McQuarrie, serinin ruhunu anlamıştı: Ayakları yere basan tehlike hissiyle birleşen çılgın dublör sahneleri ve zekice kurgulanmış aksiyon sekansları. Beşinci filmde de tam da bu formül çalıştı. Hitchcock’un 'The Man Who Knew Too Much' filmine gönderme yapan operadaki suikast sekansı gibi sahneler, seriye klasik bir casus gerilimi havası kazandırdı. IMF ekibi, bu kez devlet tarafından eğitilmiş ama ideallerinden sapmış bir “haydut ekip” olan Syndicate’e karşı mücadele verdi. Bu kurgu, tehlike dozunu yükseltti ve ilk filmdeki entrika havasına geri dönüldü.
Filmin açılışı da Cruise’un havalanmak üzere olan bir uçağın kenarına tutunmasıyla oldukça çarpıcıydı. Bu sahne, hem oyuncunun sınır tanımayan fiziksel performansını hem de filmin adrenalini yüksek tonunu özetliyordu. Ancak filmi gerçekten farklı kılan şeylerden biri, Rebecca Ferguson’ın canlandırdığı Isla Faust karakteriydi. Hem gizemli hem de yetkin olan Faust, serinin en unutulmaz karakterlerinden biri haline geldi.
Karşı cephede ise, Sean Harris’in ürkütücü bir soğukkanlılıkla hayat verdiği Solomon Lane karakteri yer alıyordu. Bir Philip Seymour Hoffman etkisi yaratmasa da, sonraki filme de taşınarak seride süreklilik sağlayan az sayıdaki kötü karakterden biri oldu.
1) 'Görevimiz: Tehlike - Yansımalar' (2018)
2018 yılında vizyona giren 'Görevimiz: Tehlike - Yansımalar,' serinin en parlak anı olarak hâlâ tahtını koruyor. Set parçaları, soluksuz aksiyon, karakter derinliği ve entrika bakımından sadece serinin değil, aksiyon sinemasının da zirvelerinden biri olarak kabul ediliyor.
"Yansımalar"ı bu kadar etkileyici kılan unsur, sadece görkemli dublör sahneleri ya da Paris sokaklarında Cruise’un motosikletle yaptığı kaçışlar değil. Film, Ethan Hunt’ın kahramanlığının kişisel bedeline odaklanarak, seriye nadir görülen bir duygusal yoğunluk da katıyor. "Dünyayı kurtarmanın bedeli nedir?" sorusu baştan sona yankılanıyor.

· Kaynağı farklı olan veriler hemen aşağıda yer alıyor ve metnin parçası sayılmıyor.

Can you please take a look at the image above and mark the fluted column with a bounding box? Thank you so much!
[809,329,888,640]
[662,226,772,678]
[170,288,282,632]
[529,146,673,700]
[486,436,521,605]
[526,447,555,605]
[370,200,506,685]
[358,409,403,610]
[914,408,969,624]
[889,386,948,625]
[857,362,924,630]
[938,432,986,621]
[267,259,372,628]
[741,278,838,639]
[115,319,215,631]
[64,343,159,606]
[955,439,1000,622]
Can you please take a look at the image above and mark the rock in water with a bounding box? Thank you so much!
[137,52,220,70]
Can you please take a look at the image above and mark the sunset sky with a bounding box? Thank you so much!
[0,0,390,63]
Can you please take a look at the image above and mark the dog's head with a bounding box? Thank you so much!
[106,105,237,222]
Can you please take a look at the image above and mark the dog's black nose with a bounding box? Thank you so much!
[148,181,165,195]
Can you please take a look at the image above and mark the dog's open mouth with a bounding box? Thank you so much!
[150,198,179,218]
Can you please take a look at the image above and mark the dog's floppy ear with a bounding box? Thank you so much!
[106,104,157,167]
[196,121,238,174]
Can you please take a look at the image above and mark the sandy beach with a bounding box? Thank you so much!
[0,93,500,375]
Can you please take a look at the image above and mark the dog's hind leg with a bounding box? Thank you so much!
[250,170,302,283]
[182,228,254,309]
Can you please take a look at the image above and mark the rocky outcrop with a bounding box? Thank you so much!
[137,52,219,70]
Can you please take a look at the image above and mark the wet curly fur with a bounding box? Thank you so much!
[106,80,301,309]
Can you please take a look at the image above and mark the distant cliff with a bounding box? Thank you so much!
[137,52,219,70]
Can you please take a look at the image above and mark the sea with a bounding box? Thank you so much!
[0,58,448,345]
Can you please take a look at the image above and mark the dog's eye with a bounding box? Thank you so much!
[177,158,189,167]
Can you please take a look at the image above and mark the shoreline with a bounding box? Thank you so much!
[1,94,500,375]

Film, aynı zamanda serinin kendine has mizah anlayışını da koruyor. IMF’yi “Cadılar Bayramı’nda maske takan bir grup yetişkin adam” olarak tanımlayan öz farkındalıkla, Cruise’un karşısına Henry Cavill’in canlandırdığı fiziksel olarak tehditkâr bir düşman çıkarıyor – hem kelimenin hem metaforun gerçek anlamıyla çekiç gibi bir rakip. HALO atlayışı gibi teknik olarak zorlayıcı sahneler ve maskeli oyunlara getirilen alaycı göndermelerle "Yansımalar," hem şaka yapabiliyor hem de nefes kesiyor.
Seride ilk kez bir “F-bombası”nın kullanıldığı film, aksiyon ile mizah arasındaki dengeyi ustalıkla kuruyor. Tüm bunlar birleşince ortaya neredeyse kusursuz, formülünü mükemmelleştirmiş bir aksiyon gerilim çıkıyor.
Nitekim,"Yansımalar" eleştirmenler tarafından “tüm zamanların en iyi aksiyon filmlerinden biri” olarak nitelendirildi. Bu görüşe 2025’te hâlâ karşı çıkmak zor. Film, adeta James Bond serisine meydan okuyor.